Un mínimo de prudencia, de sentido crítico o enfoque
científico del asunto llevaría, al menos, a rebajar el tono. Para eso habría
que buscar serenamente la verdad. Da la impresión de que se busca la crispación
entre negacionistas y tragacionistas (que por palabras no va a quedar) o, en
términos de Orwell, se persigue “fomentar el odio”.
Mal asunto que se fomente la crispación, que los medios de
comunicación y redes sociales censuren abiertamente las opiniones y
argumentaciones que cuestionan el relato dominante. Mal asunto ya que, por otra
parte, esto es lo que define un movimiento totalitario. Sólo en las sociedades
totalitarias hay un pensamiento único, un solo relato; en las sociedades
abiertas, los medios de comunicación fomentan la pluralidad, la investigación, el
contraste.
Vivimos tiempos duros, de una ingeniería social a nivel
mundial que fomenta el enfrentamiento. Y al final los griegos vuelven a tener
razón: temer ansiosamente la muerte nos hace sumisos, irritables, esclavos.
Moriremos todos. El que esto escribe y quienes lo leen.
También quienes no lo leen. Todos. Somos mortales, no dioses. Pero no es verdad
que la muerte iguale. Sócrates muere ante la injusta acusación de Meleto y
otros. También murió Meleto. Pero la grandeza de Sócrates llena de orgullo a
los hombres grandes: quisiéramos vivir la vida de Sócrates, no la de Meleto.

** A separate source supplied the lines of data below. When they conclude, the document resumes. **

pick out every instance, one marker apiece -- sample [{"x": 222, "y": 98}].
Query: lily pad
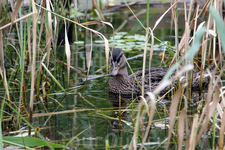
[
  {"x": 78, "y": 42},
  {"x": 121, "y": 33}
]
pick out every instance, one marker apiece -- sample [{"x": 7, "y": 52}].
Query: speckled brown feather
[{"x": 126, "y": 85}]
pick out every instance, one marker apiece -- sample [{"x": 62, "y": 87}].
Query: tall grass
[{"x": 185, "y": 128}]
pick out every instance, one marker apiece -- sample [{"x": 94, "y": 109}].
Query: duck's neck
[{"x": 123, "y": 72}]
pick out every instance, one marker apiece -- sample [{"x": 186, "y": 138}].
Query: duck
[{"x": 122, "y": 83}]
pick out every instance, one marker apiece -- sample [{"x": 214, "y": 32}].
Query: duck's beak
[{"x": 114, "y": 69}]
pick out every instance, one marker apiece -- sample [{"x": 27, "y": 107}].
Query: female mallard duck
[{"x": 120, "y": 82}]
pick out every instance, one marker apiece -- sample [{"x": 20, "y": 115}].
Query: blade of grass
[
  {"x": 181, "y": 129},
  {"x": 33, "y": 62},
  {"x": 219, "y": 25},
  {"x": 67, "y": 50},
  {"x": 173, "y": 112}
]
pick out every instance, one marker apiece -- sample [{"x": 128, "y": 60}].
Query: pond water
[{"x": 86, "y": 114}]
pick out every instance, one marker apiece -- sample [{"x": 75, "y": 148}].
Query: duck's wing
[{"x": 152, "y": 78}]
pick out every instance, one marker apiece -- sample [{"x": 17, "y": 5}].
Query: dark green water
[{"x": 90, "y": 121}]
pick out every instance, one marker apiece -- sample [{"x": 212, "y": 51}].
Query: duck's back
[{"x": 151, "y": 80}]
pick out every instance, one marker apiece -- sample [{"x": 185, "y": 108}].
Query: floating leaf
[
  {"x": 79, "y": 42},
  {"x": 29, "y": 141}
]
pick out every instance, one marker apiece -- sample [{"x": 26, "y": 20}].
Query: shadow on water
[{"x": 88, "y": 115}]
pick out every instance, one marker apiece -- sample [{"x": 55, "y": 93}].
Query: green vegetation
[{"x": 44, "y": 103}]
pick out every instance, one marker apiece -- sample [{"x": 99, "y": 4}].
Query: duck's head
[{"x": 118, "y": 63}]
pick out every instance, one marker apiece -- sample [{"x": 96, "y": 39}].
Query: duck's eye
[{"x": 118, "y": 60}]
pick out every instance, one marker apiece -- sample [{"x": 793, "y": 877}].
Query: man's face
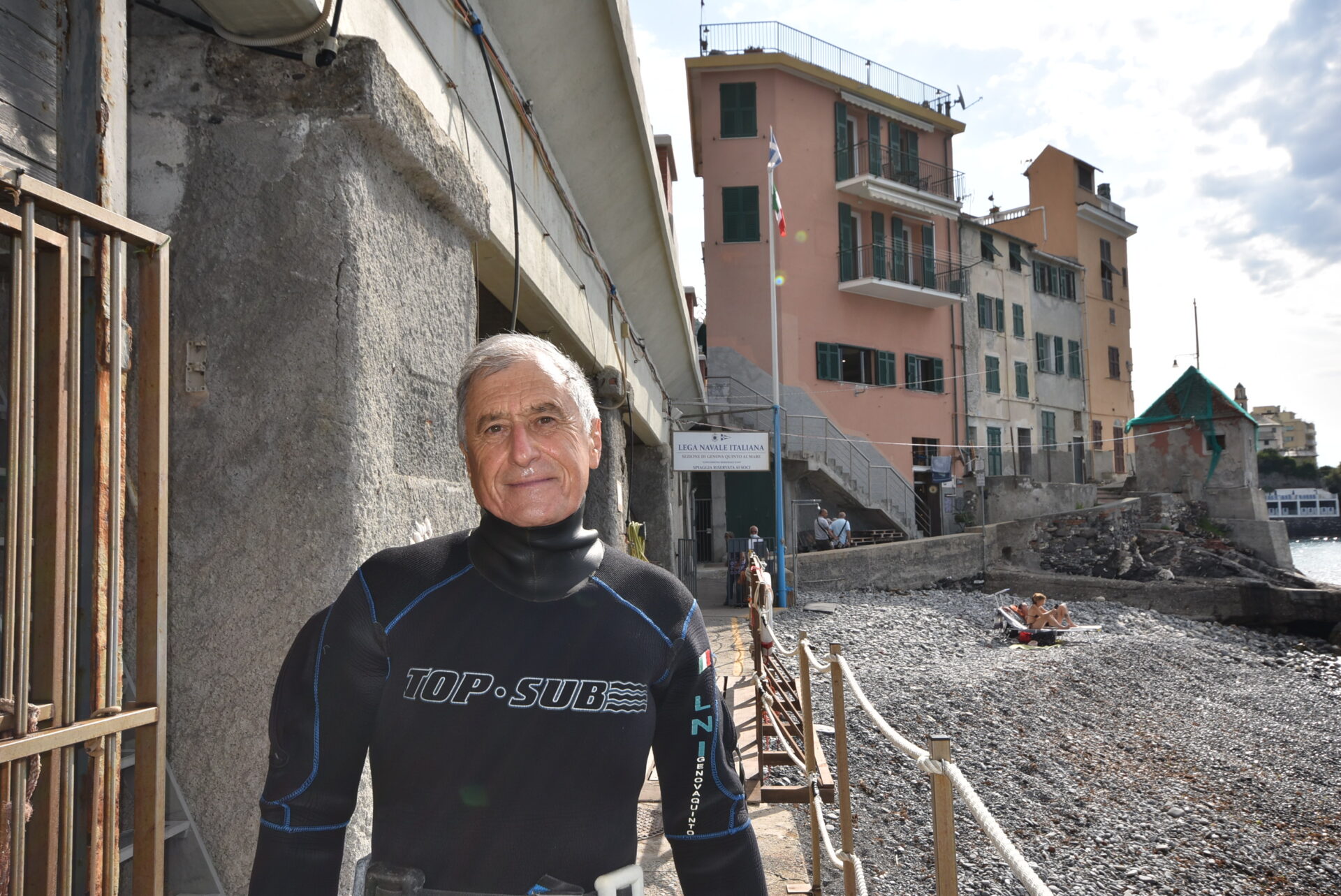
[{"x": 526, "y": 447}]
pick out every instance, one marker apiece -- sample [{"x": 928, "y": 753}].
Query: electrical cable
[
  {"x": 302, "y": 34},
  {"x": 478, "y": 30},
  {"x": 210, "y": 30}
]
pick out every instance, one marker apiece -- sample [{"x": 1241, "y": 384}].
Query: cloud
[{"x": 1291, "y": 91}]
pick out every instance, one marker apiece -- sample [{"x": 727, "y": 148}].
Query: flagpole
[{"x": 777, "y": 390}]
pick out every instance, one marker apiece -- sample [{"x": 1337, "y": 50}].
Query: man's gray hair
[{"x": 502, "y": 352}]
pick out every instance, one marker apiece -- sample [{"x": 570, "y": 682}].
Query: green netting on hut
[{"x": 1192, "y": 397}]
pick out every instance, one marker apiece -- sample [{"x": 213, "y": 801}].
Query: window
[
  {"x": 924, "y": 450},
  {"x": 1106, "y": 270},
  {"x": 988, "y": 247},
  {"x": 1055, "y": 281},
  {"x": 738, "y": 110},
  {"x": 1049, "y": 431},
  {"x": 924, "y": 374},
  {"x": 739, "y": 214},
  {"x": 991, "y": 313},
  {"x": 1023, "y": 444}
]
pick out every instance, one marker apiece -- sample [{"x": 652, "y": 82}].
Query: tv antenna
[{"x": 960, "y": 101}]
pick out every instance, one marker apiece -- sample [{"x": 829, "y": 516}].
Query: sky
[{"x": 1218, "y": 125}]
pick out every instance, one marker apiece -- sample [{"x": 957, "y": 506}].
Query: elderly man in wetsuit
[{"x": 507, "y": 683}]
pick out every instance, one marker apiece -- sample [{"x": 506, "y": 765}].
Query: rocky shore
[{"x": 1166, "y": 757}]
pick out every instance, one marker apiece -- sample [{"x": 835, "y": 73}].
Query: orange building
[
  {"x": 871, "y": 284},
  {"x": 1073, "y": 216}
]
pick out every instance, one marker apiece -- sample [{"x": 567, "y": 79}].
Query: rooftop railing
[{"x": 774, "y": 36}]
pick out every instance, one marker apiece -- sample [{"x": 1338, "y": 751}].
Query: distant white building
[{"x": 1291, "y": 504}]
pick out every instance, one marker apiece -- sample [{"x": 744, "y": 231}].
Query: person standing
[
  {"x": 840, "y": 527},
  {"x": 823, "y": 531}
]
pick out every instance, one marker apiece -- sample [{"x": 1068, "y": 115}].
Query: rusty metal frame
[{"x": 42, "y": 565}]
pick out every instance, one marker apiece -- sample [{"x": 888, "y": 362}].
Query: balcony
[
  {"x": 892, "y": 177},
  {"x": 774, "y": 36},
  {"x": 899, "y": 272}
]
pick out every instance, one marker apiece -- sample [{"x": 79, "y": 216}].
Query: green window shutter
[
  {"x": 847, "y": 244},
  {"x": 900, "y": 246},
  {"x": 730, "y": 214},
  {"x": 873, "y": 144},
  {"x": 884, "y": 368},
  {"x": 928, "y": 256},
  {"x": 877, "y": 244},
  {"x": 841, "y": 142},
  {"x": 826, "y": 361}
]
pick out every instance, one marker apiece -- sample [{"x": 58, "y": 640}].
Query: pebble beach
[{"x": 1164, "y": 757}]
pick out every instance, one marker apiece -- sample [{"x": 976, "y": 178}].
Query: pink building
[{"x": 872, "y": 288}]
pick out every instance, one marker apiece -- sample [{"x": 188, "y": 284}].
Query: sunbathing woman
[{"x": 1039, "y": 617}]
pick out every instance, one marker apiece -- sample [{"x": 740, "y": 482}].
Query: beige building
[
  {"x": 1071, "y": 215},
  {"x": 1280, "y": 429}
]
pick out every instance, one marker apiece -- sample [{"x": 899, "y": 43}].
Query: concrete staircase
[{"x": 858, "y": 473}]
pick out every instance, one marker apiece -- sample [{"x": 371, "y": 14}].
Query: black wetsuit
[{"x": 508, "y": 684}]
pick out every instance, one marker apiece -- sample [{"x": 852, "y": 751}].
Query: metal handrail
[
  {"x": 909, "y": 169},
  {"x": 876, "y": 483},
  {"x": 903, "y": 262},
  {"x": 774, "y": 36}
]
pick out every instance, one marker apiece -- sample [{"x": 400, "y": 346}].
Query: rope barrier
[
  {"x": 1016, "y": 860},
  {"x": 1005, "y": 848}
]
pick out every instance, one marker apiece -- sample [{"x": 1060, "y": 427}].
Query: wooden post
[
  {"x": 943, "y": 820},
  {"x": 849, "y": 871},
  {"x": 807, "y": 733}
]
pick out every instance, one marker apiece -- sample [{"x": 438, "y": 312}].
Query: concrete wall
[
  {"x": 322, "y": 228},
  {"x": 1173, "y": 457},
  {"x": 915, "y": 564},
  {"x": 1021, "y": 497}
]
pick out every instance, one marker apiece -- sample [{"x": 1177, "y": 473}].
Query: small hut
[{"x": 1195, "y": 438}]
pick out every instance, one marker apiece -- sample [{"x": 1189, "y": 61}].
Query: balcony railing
[
  {"x": 891, "y": 164},
  {"x": 900, "y": 262},
  {"x": 774, "y": 36}
]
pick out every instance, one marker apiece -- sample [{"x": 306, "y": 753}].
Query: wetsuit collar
[{"x": 536, "y": 564}]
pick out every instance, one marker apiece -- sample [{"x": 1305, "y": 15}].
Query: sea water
[{"x": 1319, "y": 558}]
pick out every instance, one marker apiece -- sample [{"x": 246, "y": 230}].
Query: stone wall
[
  {"x": 322, "y": 231},
  {"x": 1021, "y": 497}
]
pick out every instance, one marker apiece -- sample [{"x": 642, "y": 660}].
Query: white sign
[{"x": 721, "y": 451}]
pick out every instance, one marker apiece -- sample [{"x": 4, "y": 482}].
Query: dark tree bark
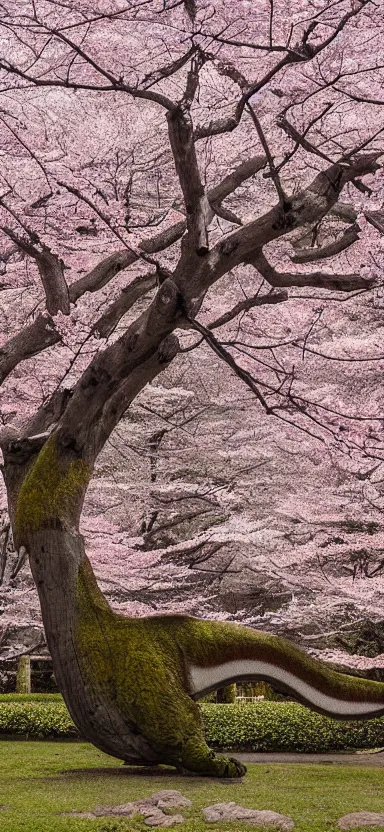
[{"x": 131, "y": 684}]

Sócrates es grande porque sabe que morirá, que eso es una
verdad incuestionable, que no puede cambiar. No puede elegir la inmortalidad,
pero puede elegir el modo de vida. Y elige la grandeza, la honorabilidad, el
vivir de modo que haya valido la pena. Sócrates sabe que forma parte de algo
más grande que él.
Cada uno expresa las cosas del modo en que le resulta más
cómodo y familiar. Que moriremos y que formamos parte de algo en lo que
vivimos, nos movemos y existimos, hay quien lo expresa diciendo que la muerte
es necesaria para renovar el mundo o la vida (o la Vida) o el plan de Dios. O,
también, que si el grano de trigo no muere, no es fecundo; el grano sólo es
fecundo cuando muere. Nuestra vida y nuestra muerte son asombrosas y fecundas sólo
cuando nos sabemos integrados en el mundo, la vida (o la Vida) o el plan de
Dios (si es que, al final, no son lo mismo).
La totalitaria ingeniería social que nos presiona quiere
enterrarnos. Y, más grave aún, quiere que ignoremos nuestra más íntima verdad,
nuestra más profunda realidad: somos semilla.

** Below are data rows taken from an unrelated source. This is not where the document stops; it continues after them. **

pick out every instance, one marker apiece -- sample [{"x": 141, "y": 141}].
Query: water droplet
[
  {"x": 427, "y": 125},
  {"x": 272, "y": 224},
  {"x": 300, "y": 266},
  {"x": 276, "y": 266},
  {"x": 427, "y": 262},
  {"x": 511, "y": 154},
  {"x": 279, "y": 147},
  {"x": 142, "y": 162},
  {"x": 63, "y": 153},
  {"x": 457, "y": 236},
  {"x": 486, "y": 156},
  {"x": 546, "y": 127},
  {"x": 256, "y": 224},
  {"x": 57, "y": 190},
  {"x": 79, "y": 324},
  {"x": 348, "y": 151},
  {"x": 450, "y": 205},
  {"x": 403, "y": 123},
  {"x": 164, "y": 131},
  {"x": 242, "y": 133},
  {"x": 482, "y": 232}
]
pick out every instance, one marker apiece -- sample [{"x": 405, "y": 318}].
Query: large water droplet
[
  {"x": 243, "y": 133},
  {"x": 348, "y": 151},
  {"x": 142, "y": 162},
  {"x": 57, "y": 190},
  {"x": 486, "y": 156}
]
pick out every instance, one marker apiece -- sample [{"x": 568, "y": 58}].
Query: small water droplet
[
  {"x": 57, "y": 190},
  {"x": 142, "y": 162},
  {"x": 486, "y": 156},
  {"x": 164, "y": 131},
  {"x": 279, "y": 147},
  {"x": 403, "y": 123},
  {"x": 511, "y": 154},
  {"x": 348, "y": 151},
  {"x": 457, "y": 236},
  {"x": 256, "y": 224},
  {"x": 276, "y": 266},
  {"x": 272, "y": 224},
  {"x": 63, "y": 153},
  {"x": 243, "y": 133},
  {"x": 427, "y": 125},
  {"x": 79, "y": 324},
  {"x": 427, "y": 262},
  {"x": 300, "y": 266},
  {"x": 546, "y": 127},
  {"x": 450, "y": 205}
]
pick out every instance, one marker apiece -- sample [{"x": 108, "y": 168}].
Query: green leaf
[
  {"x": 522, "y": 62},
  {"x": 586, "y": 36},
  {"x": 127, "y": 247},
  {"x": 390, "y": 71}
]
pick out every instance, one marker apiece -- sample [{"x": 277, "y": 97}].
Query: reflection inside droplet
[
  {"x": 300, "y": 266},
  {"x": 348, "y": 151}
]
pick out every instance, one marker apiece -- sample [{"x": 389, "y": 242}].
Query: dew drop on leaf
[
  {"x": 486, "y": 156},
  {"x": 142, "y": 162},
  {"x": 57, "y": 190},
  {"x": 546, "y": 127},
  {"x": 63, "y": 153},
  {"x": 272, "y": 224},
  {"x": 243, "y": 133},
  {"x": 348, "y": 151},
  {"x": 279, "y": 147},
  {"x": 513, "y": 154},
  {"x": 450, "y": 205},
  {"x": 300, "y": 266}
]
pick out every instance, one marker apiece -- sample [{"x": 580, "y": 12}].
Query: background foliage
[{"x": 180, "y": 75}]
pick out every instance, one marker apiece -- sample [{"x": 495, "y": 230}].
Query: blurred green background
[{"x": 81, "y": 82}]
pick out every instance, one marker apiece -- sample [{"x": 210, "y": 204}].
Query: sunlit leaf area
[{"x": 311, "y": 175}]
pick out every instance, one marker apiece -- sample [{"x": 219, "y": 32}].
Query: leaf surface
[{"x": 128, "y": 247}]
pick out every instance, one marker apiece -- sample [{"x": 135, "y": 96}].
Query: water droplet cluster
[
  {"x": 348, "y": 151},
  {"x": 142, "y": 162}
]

A la misma realidad hay quien le da nombres distintos, nombres que nos resultan cercanos y familiares. Hay quien a la muerte le da el admirable nombre de dies natalis. Y bien pudiera ser ese su nombre más adecuado e íntimo. Porque tendríamos ahí otro motivo de admiración y gozo ante la verdad, de entusiasmo ante la realidad.
Publicado en Letras de Parnaso, nº 72, febrero 22, ISSN 2387-1601, pp. 16-17.